Spraydosen und Kühlschränke schaden der Ozonschicht
Der nächste große Fortschritt im Bereich der Ozonchemie wurde 1974 gemacht, als Mario Molina und Sherwood Rowland in der Zeitschrift Nature ihren Aufsehen erregenden Artikel über die Bedrohung der Ozonschicht durch Fluorchlorkohlenwasserstoffe (FCKW-Gase; Freone) veröffentlichten, die unter anderem als Treibgas in Spraydosen, als Kältemittel, beispielsweise in Kühlschränken, und bei der Herstellung von Schaumstoffen verwendet werden. Molina und Rowland konnten ihre Schlußfolgerungen mit zwei wichtigen Beiträgen anderer Wissenschaftler unterbauen:

– James Lovelock (England) hatte kurz zuvor eine verfeinerte Teknik entwickelt, um äuberst niedrige Gehalte organischer Gase in der Atmosphäre nachzuweisen (Elektroneneinfangdetektor). Mit Hilfe dieser Technik konnte Lovelock jetzt nachweisen, daß sich diese ausschließlich von Menschen erzeugten FCLW-Gase durch Bewegungen der Luft bereits in der gesamten Atmosphäre ausgebreitet hatten.

– Richard Stolarski und Ralph Cicerone (USA) hatten gezeigt, daß freie Chloratome in der Atmosphäre Ozon auf ähnliche Weise wie Stickstoffoxide katalytisch abbauen können.

Molina und Rowland sahen ein, daß die chemisch sehr stabilen FCKW-Gase so allmählich in die Ozonschicht der Stratosphäre transportiert und dort einem intensiven UV-Licht ausgesetzt werden. Dieses Sonnenlicht zersetzt auch die chemische gesehen sehr stabilen FCKW-Gase wobei freie Chloratome entstehen. Ihre Berechnungen ergaben, dab die Ozonschicht nach einigen Jahrzehnten um mehrere Prozent abnehmen würde, falls die Menschheit auch weiterhin in unverändertem Umfang FCKW-Gase verwendete. Diese Voraussage rief enorme Aufmerksamkeit hervor. FCKW-Gase waren bereits auf vielen technischen Gebieten verwendet worden, und man hielt sie im Hinblick auf die Umwelt aufgrund ihrer chemischen Stabilität und ihrer Freiheit von Giftwirkungen für geradezu ideal. Viele nahmen Molinas und Rowlands Berechnungen gegenüber einen sehr kritischen Standpunkt ein, doch die Gefahr einer verdünnten Ozonschicht beunruhigte noch mehr Leute. Heute wissen wir, daß sie in allem Wesentlichen Recht behalten haben. Es sollte sich sogar herausstellen, daß sie das Risiko unterschätzt hatten.
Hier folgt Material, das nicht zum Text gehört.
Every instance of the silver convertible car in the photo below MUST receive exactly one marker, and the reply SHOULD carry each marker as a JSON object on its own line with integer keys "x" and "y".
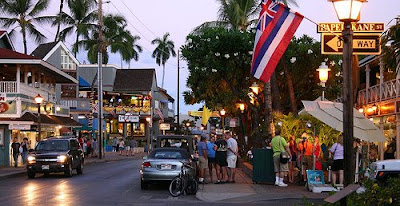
{"x": 163, "y": 164}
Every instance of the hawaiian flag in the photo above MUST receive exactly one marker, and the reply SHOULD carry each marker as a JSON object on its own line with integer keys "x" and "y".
{"x": 275, "y": 28}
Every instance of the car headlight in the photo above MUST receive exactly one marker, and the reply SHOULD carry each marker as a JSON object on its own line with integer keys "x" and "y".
{"x": 31, "y": 159}
{"x": 62, "y": 158}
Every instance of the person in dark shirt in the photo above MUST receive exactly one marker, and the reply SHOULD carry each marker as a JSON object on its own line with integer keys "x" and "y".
{"x": 15, "y": 151}
{"x": 221, "y": 147}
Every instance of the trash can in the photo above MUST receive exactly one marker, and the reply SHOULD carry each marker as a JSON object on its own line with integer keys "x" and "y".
{"x": 263, "y": 166}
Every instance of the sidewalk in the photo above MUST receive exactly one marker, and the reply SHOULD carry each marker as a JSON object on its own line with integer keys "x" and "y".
{"x": 109, "y": 156}
{"x": 244, "y": 191}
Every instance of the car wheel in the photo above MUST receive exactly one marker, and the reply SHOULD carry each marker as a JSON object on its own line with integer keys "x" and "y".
{"x": 79, "y": 170}
{"x": 31, "y": 174}
{"x": 68, "y": 172}
{"x": 143, "y": 185}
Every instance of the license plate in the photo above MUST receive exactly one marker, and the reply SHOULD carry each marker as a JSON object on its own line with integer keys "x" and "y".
{"x": 165, "y": 167}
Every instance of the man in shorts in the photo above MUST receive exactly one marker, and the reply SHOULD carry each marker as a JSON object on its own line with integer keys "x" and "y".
{"x": 203, "y": 158}
{"x": 231, "y": 154}
{"x": 220, "y": 159}
{"x": 279, "y": 145}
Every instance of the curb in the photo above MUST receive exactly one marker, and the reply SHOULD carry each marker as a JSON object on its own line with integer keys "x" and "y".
{"x": 20, "y": 173}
Das Ozonloch über der Antarktis
Molinas und Rowlands Bericht am Ende der 70er und Anfang der 80er Jahre hatte gewisse Begrenzungen der Emission von FCKW zur Folge. Aber erst 1985, als der wirkliche Schock kam, begannen ernsthafte internationalen Verhandlungen zur Frage der Emissionsbegrenzungen. Zu diesem Zeitpunkt hatten der Engländer Joseph Farman und seine Kollegen eine drastische und fortschreitende Abnahme der Ozonschicht über der Antarktis, die als das “Ozonloch” bekannt ist, entdeckt (Abb. 2). Zumindest zeitweise war die Verdünnung weitaus größer als in den vorhergegangenen Berechnungen der FCKW-Wirkung. Die Debatte zwischen den Wissenschaftlern wurde nun wesentlich intensiver geführt. Handelte es sich um eine natürlich bedingte Klimavariation oder um einen durch die Menschheit verursachten chemischen Abbau? Dank der bahnbrechenden Leistungen mehrerer Wissenschaftler, unter ihnen sowohl Crutzen, Molina und Rowland wie auch Susan Solomon und James Anderson, beide aus den USA, hat sich das Bild jetzt geklärt. Die Verdünnung wird in erster Linie auf die chemischen Reaktionen des Ozons auf Chlor und Brom industriell hergestellter Gase zurückgeführt.

Illustration

Abb. 2. Die Dicke der Ozonschicht (Durchschnittswerte im Monat Oktober) über der Halley-Bucht in der Antarktis. Man beachte die drastische Verdünnung seit Ende der 70er Jahre.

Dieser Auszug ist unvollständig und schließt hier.